Everyone has their own reasons for believing what they believe, and for radiation oncologist Jeffrey Long, it's his work that's convinced him that life doesn't end when our hearts stop beating.
The doctor has studied thousands of patients who have experienced near-death experiences, which he describes as being 'someone who is either comatose or clinically dead, without a heartbeat, having a lucid experience where they see, hear, feel emotions, and interact with other beings'.
"Learning more about these experiences has fundamentally changed my view of the universe," Long wrote in an essay for Insider.

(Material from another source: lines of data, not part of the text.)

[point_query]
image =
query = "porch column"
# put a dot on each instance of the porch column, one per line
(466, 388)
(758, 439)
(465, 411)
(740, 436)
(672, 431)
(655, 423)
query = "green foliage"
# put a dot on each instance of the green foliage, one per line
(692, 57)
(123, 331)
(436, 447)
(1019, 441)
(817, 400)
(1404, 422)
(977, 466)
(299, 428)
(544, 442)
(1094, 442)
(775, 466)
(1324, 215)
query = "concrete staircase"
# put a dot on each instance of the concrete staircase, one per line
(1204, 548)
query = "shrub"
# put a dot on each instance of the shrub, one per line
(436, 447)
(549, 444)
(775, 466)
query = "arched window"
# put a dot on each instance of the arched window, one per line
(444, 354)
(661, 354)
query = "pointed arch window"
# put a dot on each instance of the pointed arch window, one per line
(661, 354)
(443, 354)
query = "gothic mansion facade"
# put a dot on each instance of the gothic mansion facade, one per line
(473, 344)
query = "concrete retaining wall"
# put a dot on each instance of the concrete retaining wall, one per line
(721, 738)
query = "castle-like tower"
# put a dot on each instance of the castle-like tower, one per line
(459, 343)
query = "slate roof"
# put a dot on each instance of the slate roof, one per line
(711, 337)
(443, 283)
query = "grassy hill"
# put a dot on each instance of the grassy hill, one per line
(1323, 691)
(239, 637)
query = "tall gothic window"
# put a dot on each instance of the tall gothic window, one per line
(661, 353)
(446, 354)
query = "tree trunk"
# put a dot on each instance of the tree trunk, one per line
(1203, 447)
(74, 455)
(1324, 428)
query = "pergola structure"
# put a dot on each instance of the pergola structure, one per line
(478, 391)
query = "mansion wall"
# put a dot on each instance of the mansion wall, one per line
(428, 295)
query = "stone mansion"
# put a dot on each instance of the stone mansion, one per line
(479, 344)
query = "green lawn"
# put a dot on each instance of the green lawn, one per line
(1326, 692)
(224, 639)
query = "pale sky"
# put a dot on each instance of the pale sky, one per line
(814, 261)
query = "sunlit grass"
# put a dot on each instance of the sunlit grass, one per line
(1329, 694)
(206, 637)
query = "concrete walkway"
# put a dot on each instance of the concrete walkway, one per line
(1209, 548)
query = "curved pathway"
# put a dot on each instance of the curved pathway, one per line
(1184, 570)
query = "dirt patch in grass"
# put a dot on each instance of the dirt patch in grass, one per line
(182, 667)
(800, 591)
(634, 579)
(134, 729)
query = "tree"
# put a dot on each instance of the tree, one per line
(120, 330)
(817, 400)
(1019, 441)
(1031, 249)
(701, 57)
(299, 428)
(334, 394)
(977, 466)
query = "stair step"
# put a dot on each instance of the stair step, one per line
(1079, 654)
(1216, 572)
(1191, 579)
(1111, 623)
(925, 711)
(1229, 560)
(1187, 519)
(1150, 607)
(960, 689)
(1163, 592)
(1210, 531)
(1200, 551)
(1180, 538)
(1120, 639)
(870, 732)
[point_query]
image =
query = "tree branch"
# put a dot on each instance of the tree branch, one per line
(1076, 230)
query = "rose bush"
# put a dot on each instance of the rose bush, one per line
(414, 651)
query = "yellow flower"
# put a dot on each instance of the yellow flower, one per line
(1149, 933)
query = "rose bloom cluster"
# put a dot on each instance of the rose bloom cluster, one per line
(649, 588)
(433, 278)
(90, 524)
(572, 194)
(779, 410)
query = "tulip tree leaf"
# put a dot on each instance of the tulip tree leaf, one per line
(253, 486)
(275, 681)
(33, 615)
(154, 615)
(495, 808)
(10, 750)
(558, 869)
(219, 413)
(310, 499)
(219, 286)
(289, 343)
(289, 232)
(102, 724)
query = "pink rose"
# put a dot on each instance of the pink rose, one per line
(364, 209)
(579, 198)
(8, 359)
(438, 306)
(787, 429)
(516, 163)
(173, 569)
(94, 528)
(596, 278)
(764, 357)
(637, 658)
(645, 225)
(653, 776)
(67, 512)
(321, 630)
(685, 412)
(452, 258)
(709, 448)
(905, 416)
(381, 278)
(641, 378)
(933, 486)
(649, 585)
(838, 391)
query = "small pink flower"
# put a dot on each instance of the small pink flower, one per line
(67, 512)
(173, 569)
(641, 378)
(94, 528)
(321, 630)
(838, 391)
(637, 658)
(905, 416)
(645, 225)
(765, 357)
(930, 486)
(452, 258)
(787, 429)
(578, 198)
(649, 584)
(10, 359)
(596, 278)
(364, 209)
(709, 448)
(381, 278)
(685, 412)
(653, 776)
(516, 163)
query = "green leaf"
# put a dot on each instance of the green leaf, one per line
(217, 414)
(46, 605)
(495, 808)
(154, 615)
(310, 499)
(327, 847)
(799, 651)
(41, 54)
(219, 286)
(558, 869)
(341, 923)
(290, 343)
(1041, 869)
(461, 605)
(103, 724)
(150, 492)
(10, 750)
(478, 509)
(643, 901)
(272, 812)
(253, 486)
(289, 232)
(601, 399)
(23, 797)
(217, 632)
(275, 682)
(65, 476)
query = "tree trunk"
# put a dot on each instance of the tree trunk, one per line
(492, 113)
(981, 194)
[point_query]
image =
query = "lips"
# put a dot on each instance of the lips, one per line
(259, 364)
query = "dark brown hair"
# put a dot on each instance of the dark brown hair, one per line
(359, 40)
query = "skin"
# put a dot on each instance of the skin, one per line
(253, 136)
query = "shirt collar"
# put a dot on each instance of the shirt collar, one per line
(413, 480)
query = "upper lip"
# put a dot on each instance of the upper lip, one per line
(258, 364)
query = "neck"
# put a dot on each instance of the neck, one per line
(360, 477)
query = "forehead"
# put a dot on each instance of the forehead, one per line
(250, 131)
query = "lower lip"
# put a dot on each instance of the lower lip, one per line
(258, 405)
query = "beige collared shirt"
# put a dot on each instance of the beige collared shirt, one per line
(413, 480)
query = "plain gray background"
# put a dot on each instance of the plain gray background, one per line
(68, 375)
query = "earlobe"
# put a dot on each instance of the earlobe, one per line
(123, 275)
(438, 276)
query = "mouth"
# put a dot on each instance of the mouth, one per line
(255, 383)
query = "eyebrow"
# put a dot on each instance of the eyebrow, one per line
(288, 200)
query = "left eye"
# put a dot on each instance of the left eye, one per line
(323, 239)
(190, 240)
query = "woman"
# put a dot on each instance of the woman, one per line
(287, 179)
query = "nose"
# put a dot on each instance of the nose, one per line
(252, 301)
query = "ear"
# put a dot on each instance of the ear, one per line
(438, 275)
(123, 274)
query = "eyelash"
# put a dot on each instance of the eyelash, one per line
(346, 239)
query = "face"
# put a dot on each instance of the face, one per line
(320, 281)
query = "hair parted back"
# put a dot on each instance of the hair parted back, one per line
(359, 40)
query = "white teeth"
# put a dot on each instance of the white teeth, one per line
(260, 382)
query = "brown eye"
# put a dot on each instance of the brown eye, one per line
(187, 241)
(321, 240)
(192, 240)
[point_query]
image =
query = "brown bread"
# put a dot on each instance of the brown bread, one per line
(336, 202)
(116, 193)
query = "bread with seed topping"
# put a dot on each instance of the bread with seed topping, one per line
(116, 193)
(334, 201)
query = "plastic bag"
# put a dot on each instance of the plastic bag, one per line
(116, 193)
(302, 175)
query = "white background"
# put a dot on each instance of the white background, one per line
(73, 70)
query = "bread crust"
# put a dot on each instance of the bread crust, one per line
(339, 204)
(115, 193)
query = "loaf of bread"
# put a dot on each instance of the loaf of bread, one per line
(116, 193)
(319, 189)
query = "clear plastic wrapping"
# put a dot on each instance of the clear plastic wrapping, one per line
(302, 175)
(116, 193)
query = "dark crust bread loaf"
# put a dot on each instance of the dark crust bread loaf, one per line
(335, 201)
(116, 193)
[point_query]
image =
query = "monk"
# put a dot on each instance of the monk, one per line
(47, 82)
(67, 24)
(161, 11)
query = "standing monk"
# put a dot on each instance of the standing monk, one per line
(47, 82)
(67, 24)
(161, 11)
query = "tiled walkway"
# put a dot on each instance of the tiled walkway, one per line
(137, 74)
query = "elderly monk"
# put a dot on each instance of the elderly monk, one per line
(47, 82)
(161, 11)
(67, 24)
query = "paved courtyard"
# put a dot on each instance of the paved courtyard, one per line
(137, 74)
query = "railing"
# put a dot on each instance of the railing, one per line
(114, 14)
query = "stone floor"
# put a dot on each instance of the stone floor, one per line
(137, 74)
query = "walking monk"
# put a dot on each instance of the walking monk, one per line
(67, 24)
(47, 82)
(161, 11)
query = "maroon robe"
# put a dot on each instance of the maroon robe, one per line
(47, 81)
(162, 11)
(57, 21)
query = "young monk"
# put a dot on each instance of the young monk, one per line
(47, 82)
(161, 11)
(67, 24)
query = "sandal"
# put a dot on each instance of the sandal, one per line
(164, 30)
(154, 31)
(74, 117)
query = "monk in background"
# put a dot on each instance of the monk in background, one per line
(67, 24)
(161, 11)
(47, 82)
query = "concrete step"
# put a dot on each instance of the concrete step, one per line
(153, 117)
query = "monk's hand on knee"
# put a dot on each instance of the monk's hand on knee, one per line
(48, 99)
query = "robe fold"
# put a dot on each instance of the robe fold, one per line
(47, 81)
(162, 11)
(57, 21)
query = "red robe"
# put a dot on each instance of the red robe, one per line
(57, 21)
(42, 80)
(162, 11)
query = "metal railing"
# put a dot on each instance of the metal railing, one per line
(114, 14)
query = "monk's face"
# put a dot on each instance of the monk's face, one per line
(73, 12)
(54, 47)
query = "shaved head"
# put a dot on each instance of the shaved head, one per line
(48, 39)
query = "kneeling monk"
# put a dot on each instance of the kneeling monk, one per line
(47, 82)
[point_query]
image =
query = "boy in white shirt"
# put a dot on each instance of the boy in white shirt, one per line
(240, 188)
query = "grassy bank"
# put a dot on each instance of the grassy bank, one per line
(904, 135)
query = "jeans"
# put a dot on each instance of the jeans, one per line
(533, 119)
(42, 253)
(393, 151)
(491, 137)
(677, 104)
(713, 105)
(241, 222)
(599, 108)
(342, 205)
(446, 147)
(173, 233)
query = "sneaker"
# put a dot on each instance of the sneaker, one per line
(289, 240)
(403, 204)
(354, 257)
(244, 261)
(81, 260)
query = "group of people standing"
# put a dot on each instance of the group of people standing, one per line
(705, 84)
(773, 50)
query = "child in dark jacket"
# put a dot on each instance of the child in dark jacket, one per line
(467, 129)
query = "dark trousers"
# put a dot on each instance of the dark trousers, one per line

After hearing about the kinds of experiences patients had, the doctor is now staunch in the belief that 'there's certainly an afterlife'.
Long explained that no two experiences are the same, but he saw a 'consistent pattern of events' in his research, with about 45 percent of people reporting an out-of-body experience.
"When this happens, their consciousness separates from their physical body, usually hovering above the body. The person can see and hear what's happening around them, which usually includes frantic attempts to revive them," he explained.
Long went on to say that patients then report being 'transported into another realm'.
"Many pass through a tunnel and experience a bright light. Then, they're greeted by deceased loved ones, including pets, who are in the prime of their lives," he said.
"Most people report an overwhelming sense of love and peace. They feel like this other realm is their real home," Long continued.
Despite his efforts, Long has been unable to find explanations for these experiences.
He noted that even children younger than five reported similar sights, despite the fact they probably wouldn't have been exposed to stereotypes of 'bright lights' or seeing loved ones.
Long concluded: "I'm a medical doctor. I've read brain research and considered every possible explanation for [near-death experiences]. The bottom line is that none of them hold water. There isn't even a remotely plausible physical explanation for this phenomenon."
Knowing that, Long said he 'firmly believes' that when his patients pass on, they will be 'at peace'.